Well we never, A former Labour PM and a man of letters Geoffrey Palmer realises that you have to break a few eggs to make an omlette - even in diplomatic circles.

We have always believed that the solution to the percieved problem of Whaling would be found in a diplomatic solution that would see both sides give some ground. Court would be crap. The only winners would be the lawyers.

We think that allowing whaling on a commercial basis but deminishing over time is a good solution. About 30 years would be good.

Some points to remember...

Point 1 - the Japanese have a legal right to go whaling

Point 2 - the Japanese are indigenous whale hunters
Point 3 - many of the whale species can be harvested sustainably.
Point 4 - Westerners see Whales as the sacred cows of the sea.
Point 5 - some species that the Japanese harvest may benefit from a harvest moritorium
Point 6 - We like trading with the Japanese
Point 7 - The whales would be the ultimate beneficiaries of a solution.

So we reckon that Sir Geoffrey needs another knighthood if he can pull this off.

Go the whalers!

Note the picture is of bowhead whale harvest in Alaska.. Where it is legal and politicians there support the indigenous harvest.

And a very rational point of view from economist Brent Wheeler - Here

And NOT PC has a question about prioritisation of endangered species here


Anonymous said...

I am surprised to hear that it is illegal to harvest whales in Alaska.
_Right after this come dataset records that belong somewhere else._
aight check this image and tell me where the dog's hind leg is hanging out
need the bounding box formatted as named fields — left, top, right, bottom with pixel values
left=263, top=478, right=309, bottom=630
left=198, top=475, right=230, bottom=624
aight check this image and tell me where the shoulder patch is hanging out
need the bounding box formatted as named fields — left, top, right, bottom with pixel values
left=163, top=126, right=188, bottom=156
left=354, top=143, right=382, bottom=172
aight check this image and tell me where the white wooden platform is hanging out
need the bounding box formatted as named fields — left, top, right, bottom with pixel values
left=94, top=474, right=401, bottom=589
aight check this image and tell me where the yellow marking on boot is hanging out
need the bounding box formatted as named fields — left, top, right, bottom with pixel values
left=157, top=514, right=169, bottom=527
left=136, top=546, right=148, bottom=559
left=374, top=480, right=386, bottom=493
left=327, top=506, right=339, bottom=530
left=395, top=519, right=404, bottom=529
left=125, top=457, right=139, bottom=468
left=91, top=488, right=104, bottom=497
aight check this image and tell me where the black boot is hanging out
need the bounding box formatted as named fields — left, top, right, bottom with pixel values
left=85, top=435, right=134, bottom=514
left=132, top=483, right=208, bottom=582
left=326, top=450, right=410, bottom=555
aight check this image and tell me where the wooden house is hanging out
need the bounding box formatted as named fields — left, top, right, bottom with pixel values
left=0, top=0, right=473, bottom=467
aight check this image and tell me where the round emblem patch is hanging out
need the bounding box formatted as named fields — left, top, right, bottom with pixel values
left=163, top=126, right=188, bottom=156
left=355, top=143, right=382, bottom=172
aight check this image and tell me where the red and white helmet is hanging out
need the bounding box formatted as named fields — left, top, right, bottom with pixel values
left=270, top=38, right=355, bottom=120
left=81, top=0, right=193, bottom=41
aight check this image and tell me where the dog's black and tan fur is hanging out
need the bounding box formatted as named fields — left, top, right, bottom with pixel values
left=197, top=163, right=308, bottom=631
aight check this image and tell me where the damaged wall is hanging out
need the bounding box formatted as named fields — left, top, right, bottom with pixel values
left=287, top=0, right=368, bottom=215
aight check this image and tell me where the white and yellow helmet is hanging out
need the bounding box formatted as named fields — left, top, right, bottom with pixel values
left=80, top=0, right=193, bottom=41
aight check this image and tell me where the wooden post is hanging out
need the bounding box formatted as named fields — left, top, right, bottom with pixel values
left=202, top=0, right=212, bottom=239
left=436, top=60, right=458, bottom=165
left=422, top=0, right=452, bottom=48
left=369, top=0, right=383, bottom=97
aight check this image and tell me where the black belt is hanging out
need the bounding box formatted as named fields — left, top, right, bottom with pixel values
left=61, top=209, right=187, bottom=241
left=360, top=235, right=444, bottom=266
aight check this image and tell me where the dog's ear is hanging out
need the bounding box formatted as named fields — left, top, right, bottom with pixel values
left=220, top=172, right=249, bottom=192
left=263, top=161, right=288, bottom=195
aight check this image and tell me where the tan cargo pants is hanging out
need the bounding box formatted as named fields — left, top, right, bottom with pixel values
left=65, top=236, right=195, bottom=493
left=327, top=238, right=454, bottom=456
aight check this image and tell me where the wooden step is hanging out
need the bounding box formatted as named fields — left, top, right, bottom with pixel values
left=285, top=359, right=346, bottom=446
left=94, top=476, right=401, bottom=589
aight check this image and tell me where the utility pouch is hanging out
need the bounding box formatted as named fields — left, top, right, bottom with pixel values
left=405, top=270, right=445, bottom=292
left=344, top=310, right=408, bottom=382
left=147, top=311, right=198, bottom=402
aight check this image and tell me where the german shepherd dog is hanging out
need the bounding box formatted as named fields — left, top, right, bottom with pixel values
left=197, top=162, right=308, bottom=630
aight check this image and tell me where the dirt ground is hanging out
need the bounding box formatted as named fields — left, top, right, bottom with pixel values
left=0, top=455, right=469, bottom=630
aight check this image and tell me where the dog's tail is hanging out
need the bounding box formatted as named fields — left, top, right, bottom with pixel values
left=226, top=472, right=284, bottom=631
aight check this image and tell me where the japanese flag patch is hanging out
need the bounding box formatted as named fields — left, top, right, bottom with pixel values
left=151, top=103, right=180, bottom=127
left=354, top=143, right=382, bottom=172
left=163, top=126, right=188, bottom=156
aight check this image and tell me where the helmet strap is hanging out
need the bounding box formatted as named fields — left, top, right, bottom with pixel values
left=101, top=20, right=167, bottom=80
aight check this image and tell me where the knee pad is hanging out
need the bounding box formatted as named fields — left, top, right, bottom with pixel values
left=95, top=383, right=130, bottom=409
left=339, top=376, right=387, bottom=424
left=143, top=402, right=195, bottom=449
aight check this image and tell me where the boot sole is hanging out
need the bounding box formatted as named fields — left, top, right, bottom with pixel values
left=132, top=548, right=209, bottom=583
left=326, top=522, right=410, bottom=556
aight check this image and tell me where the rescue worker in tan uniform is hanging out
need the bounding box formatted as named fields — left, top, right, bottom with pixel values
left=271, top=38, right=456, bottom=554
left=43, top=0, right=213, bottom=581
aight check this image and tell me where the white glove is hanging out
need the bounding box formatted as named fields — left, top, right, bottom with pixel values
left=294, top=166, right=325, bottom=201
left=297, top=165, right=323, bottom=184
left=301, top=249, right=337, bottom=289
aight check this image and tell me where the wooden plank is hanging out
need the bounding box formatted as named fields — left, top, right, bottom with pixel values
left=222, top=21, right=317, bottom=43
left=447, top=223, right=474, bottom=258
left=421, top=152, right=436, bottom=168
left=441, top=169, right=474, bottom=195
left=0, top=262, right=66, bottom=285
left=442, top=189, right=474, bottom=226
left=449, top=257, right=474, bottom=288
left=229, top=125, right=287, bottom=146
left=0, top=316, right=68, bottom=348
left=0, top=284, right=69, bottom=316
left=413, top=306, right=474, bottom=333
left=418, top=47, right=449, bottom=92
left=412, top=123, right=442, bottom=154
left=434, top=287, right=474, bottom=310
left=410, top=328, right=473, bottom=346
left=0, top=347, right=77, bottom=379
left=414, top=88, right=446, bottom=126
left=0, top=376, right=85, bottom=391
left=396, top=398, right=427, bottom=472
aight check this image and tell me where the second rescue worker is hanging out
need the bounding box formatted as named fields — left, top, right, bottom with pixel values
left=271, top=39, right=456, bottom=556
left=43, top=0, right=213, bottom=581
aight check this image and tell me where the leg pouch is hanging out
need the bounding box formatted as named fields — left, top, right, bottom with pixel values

I visited Barrow, Alaska (pop. about 4500) about eight years ago, at the time that there was a worldwide moratorium on whaling, brought about by the Japanese who claimed that if they could not take whales, then no one else should either. The local Inupiat, natives of the area, were perplexed by this state of affairs, as they are a truly subsistence living race of people. Barrow, which is the northernmost settlement on the American continent and 300 miles north of the Arctic Circle, can only be reached by air, by sea for a very short window of opportunity, or on foot across the tundra. It is a very long way from anywhere else in Alaska, and there are no roads in. Before air transport, the Inupiats lived solely on caribou, polar bear,seals,fish (none in plentiful supply), and bow head whales, which swim past Barrow in that same brief window that a handful of ships now use. To deny the Inupiats this vital food source is ridiculous in the extreme. If it is illegal to take whales (and here we are talking low single figures), then it is a very sensible and compassionate Government which chooses to look the other way. The winters in Barrow are very long and food storage critical.


euminedes said...

thanks anon - it was a typo

Johnno said...

"Point 2 - The Japanese are indigenous whale hunters."

I had no idea the Japanese are indigenous to the Sub-Antarctic.